On recent legal challenges to the death penalty:  

We had the Racial Justice Act passed in 2009 that has since been vetoed. But what that did was say that prisoners on death row that could demonstrate statistical evidence of racial bias in the death penalty in North Carolina had a shot at a commutation.    

'Your likelihood of being executed in this country is about the same as being struck by lightening, but the predictor for whether or not you get struck by lightening is race,' UNC Prof. Seth Kotch
Credit Seth Kotch

  

 On the ebb and flow of the death penalty:

The first person that we’re aware of that we have a record of being executed was a Native American person, so we [the United States] start right away targeting minority populations with the death penalty. It continues well into statehood, peaks in the 1930s, and sort of starts to decline around WWII until it sort of surges back after the Civil Rights Movement in the 1980s and 1990s.

On the relationship between public lynchings and legal hangings:

The connection is impossible to ignore ... It’s important to listen to the voices of the people who appear in these histories who tell us very clearly that there was a relationship between lynching and the death penalty. We see references to the term legal lynching used in newspapers throughout the 19th century … It’s a demand for an institutional space to harm and kill black people. And the court system responded to that demand.

On the history of racial disparity in punishment in North Carolina:

Most people executed in the state were African American men with white victims. Crimes that took place between African American people — whether it was the murder of an African American woman by her spouse or other such crimes — were treated [with] less seriousness. And this wasn’t just true of capital crimes such as murder.

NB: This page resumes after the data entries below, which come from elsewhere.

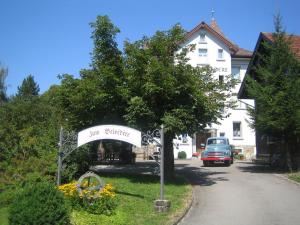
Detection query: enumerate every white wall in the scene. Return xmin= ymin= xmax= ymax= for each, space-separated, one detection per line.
xmin=173 ymin=135 xmax=193 ymax=159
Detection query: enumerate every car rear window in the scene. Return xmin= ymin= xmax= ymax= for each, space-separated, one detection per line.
xmin=207 ymin=139 xmax=226 ymax=145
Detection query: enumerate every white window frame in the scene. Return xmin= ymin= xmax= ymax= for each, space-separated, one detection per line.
xmin=232 ymin=66 xmax=241 ymax=80
xmin=198 ymin=48 xmax=208 ymax=57
xmin=233 ymin=121 xmax=242 ymax=139
xmin=217 ymin=49 xmax=224 ymax=60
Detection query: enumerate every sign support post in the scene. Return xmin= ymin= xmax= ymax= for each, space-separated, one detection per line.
xmin=154 ymin=124 xmax=170 ymax=212
xmin=160 ymin=124 xmax=164 ymax=201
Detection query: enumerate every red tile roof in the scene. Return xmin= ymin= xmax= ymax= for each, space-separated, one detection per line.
xmin=184 ymin=21 xmax=252 ymax=58
xmin=238 ymin=31 xmax=300 ymax=99
xmin=261 ymin=32 xmax=300 ymax=60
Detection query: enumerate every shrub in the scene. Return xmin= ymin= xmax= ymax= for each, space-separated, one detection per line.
xmin=9 ymin=182 xmax=70 ymax=225
xmin=178 ymin=151 xmax=187 ymax=159
xmin=234 ymin=153 xmax=245 ymax=160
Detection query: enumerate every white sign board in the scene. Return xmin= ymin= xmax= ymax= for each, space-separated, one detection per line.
xmin=77 ymin=125 xmax=141 ymax=148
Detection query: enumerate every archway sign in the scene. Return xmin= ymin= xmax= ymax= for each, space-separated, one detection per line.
xmin=57 ymin=124 xmax=168 ymax=212
xmin=77 ymin=125 xmax=141 ymax=148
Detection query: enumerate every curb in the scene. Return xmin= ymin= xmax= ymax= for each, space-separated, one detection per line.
xmin=172 ymin=184 xmax=194 ymax=225
xmin=273 ymin=173 xmax=300 ymax=187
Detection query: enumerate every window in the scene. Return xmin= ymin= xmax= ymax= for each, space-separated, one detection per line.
xmin=220 ymin=132 xmax=225 ymax=137
xmin=218 ymin=49 xmax=224 ymax=59
xmin=199 ymin=32 xmax=206 ymax=43
xmin=219 ymin=75 xmax=224 ymax=84
xmin=232 ymin=66 xmax=240 ymax=79
xmin=199 ymin=48 xmax=207 ymax=57
xmin=233 ymin=122 xmax=242 ymax=138
xmin=182 ymin=134 xmax=188 ymax=143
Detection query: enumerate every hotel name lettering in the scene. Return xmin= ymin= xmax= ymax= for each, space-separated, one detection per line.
xmin=215 ymin=67 xmax=228 ymax=73
xmin=89 ymin=128 xmax=130 ymax=137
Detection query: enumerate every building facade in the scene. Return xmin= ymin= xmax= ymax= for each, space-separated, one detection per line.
xmin=173 ymin=19 xmax=256 ymax=159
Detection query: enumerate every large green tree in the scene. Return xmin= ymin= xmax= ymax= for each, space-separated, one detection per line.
xmin=124 ymin=25 xmax=234 ymax=176
xmin=57 ymin=16 xmax=127 ymax=129
xmin=246 ymin=15 xmax=300 ymax=171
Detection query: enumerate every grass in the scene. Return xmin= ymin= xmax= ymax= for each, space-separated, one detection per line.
xmin=71 ymin=173 xmax=191 ymax=225
xmin=288 ymin=172 xmax=300 ymax=183
xmin=0 ymin=173 xmax=191 ymax=225
xmin=0 ymin=207 xmax=9 ymax=225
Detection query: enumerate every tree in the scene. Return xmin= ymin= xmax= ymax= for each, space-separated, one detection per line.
xmin=0 ymin=64 xmax=8 ymax=104
xmin=124 ymin=25 xmax=235 ymax=177
xmin=57 ymin=16 xmax=127 ymax=129
xmin=246 ymin=15 xmax=300 ymax=171
xmin=17 ymin=74 xmax=40 ymax=98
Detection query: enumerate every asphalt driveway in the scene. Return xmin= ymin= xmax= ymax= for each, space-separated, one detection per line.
xmin=175 ymin=159 xmax=300 ymax=225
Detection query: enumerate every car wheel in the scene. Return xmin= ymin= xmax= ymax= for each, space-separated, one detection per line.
xmin=203 ymin=161 xmax=208 ymax=167
xmin=225 ymin=160 xmax=230 ymax=167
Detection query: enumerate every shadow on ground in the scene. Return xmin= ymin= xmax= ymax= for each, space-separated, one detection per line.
xmin=90 ymin=161 xmax=187 ymax=186
xmin=235 ymin=161 xmax=285 ymax=174
xmin=175 ymin=163 xmax=229 ymax=186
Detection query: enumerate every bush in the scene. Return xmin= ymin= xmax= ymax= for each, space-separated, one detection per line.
xmin=234 ymin=153 xmax=245 ymax=160
xmin=178 ymin=151 xmax=187 ymax=159
xmin=9 ymin=182 xmax=70 ymax=225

On how governors quietly commuted sentences until the death penalty became politicized:

There doesn’t appear to be a real political value to it until after the 1970s when our politics start to change and the death penalty becomes clustered up with these other kinds of social issues … Then it becomes political, and you see people such as the then-Gov. Bill Clinton flying home to personally decide whether or not to commute someone’s sentence. Others issuing stern denials of sentences when mercy may have been appropriate.